With global stock markets facing months of uncertainty, investors are increasingly putting their faith in the more bearish forecasts of macro strategists over company analysts.

Analysts, wrongfooted by unrealistic guidance from the companies, have found themselves chasing events, constantly downgrading their forecasts for company profits over the past year. Strategists, who weigh up broad market sentiment and macroeconomic factors, have been more pessimistic.

Fund managers have looked on bemused, but are now concluding that the strategists offer the better advice.

"In the last 12 months, the strategists have been ahead of analysts in reducing forecasts," said Mark Bon, a fund manager at Canada Life.

"In difficult market circumstances, strategists are very useful because they can identify changes in the market.

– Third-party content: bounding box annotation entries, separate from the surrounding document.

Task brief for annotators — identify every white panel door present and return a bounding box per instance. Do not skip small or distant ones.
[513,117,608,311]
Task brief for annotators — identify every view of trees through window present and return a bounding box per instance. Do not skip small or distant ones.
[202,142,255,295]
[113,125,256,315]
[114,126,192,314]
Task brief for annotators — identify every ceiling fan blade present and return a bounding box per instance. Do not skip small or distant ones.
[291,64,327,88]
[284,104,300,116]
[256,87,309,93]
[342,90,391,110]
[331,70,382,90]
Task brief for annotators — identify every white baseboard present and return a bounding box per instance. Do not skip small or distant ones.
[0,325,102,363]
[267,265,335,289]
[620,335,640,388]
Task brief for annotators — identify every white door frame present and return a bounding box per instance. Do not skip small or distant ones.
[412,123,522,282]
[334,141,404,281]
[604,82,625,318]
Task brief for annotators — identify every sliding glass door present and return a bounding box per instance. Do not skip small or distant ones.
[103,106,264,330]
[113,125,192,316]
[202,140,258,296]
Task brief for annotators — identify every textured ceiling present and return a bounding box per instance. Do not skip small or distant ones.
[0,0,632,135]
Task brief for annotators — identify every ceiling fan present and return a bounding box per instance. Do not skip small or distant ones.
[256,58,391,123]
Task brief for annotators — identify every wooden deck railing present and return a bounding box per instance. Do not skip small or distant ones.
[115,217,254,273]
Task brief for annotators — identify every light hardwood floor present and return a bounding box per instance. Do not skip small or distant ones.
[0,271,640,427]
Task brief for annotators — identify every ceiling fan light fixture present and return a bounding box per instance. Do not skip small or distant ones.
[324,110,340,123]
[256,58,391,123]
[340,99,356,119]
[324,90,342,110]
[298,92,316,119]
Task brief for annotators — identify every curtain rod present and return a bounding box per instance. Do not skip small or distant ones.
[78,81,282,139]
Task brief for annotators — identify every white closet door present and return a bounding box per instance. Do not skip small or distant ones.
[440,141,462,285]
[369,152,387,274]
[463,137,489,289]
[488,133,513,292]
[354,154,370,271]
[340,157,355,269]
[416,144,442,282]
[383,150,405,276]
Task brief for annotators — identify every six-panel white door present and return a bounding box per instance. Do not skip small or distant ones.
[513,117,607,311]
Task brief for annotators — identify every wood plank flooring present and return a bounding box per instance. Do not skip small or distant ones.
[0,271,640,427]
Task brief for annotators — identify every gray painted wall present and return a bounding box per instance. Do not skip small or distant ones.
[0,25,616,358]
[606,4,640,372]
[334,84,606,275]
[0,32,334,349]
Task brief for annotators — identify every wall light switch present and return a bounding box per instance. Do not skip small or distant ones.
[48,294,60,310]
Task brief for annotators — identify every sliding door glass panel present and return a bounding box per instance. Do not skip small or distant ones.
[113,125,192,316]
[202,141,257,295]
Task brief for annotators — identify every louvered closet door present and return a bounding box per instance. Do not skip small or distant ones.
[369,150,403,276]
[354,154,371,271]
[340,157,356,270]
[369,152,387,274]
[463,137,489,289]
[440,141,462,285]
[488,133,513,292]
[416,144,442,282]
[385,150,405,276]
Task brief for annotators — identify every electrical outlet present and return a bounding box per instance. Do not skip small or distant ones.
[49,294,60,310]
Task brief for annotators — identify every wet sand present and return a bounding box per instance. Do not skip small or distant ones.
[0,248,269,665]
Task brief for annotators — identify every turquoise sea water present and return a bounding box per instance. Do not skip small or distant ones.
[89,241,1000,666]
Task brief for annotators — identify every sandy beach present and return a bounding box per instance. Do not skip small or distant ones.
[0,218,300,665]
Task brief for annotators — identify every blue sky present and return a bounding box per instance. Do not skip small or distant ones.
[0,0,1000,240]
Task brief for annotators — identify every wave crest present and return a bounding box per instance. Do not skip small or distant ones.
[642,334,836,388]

When you have a prolonged period of benign environments ... you tend to focus on the bottom-up, and analysts can point you in the right direction."

Even after several downgrades, analysts were too optimistic on nearly half of the 178 Stoxx 600 companies that have reported second-quarter results, according to Thomson Reuters data.

"Analysts tend to be more optimistic about the earnings outlook of individual companies generally ... They typically have a bias for thinking earnings will be higher than they actually are," said Andrew Clare, professor of asset management at Cass Business School.

"We've just experienced a particularly strong earnings cycle, moving from below earnings trend in 2003 to quite a bit above earnings trend in 2007. As a result, reversion to mean is coming more quickly than previous cycles," said Timothy McCarron, who runs Fidelity's $8.5 billion (4.5 billion pound) European fund.

"That's why it's hard for a bottom-up analyst to get numbers sufficiently down."